En revanche là où il fait mouche c’est quand il a l’idée d’aller chercher ceux qui ont été les architectes du projet Duga. Ceux qui ont fait tourné cette chose étrange. En effet, quand on regarde les nombreuses vidéos Youtube à ce sujet on se demande qui pouvait bien travailler dans cet environnement blindé d’ordinausaures russes ou les couloirs et les salles sont pavées de pancartes « top secret ». Avec la technique de la séparation des taches, peu des protagonistes de l’époque ont eu une vision globale du projet. Mais il en trouve et ses interviews sont plutôt… intéressantes dans un sens. Je vous laisse le découvrir.

Vers la moitié du documentaire on commence à comprendre les implications du Duga par rapport à la catastrophe de Tchernoby, même si cela peut paraître complotiste et surtout abracadabrant, la façon dont il construit logiquement son enquête semble tenir debout. D’autant que les diverses personnes qu’il va rencontrer (parfois en caméra cachée) ne sont pas en mesure d’infirmer ce qu’il avance.
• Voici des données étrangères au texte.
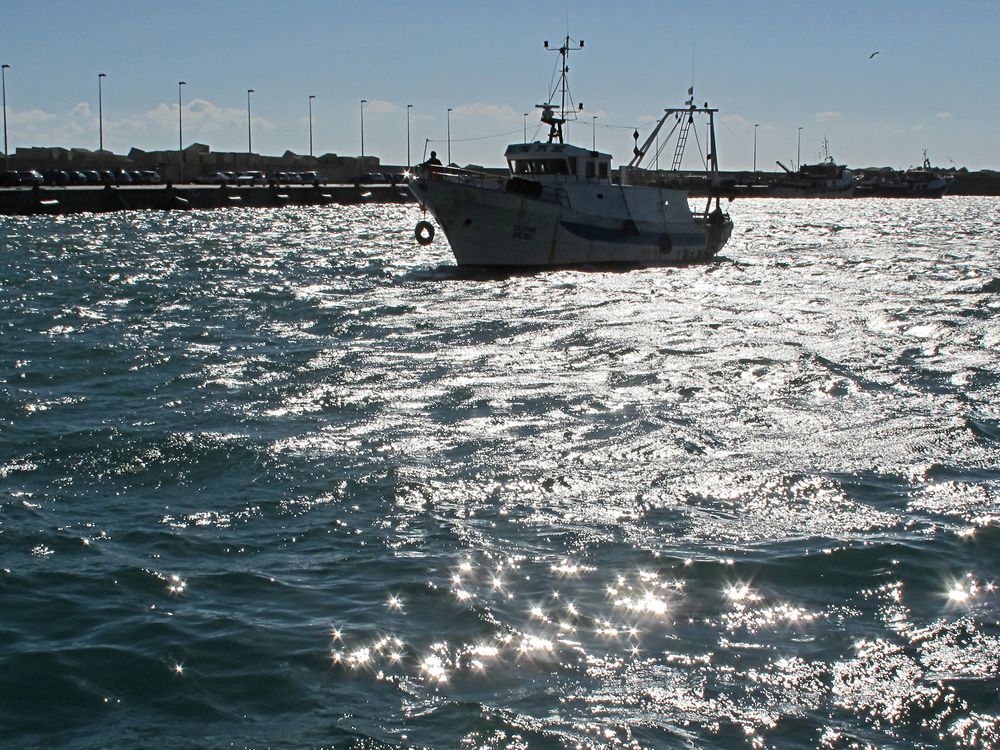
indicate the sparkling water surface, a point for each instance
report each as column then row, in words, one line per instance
column 286, row 479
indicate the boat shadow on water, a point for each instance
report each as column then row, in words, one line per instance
column 445, row 272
Les images filmées sont intéressantes et montrent des documents d’époque provenant du coté russe autant que du côté occidental. De nombreuses interviews viennent étayer le propos et l’on a même le droit à un dessin avec les explications qui vont avec. Le radar Duga-1 est évidement la star de ce documentaire et il est plutôt bien filmé. Malheureusement il ne va pas assez loin dans ce gigantesque complexe ou il y a tant à voir autant pour la technologie utilisée que pour la façon dont les russes ont pensé celle-ci. Le documentaire est à deux face, l’une tournée sur l’enquête concernant le rapport entre le Duga-1 et l’explosion de la centrale et l’autre sur l’oppression que les russes font peser sur l’Ukraine qui aimerait bien une fois pour toute prendre son indépendance.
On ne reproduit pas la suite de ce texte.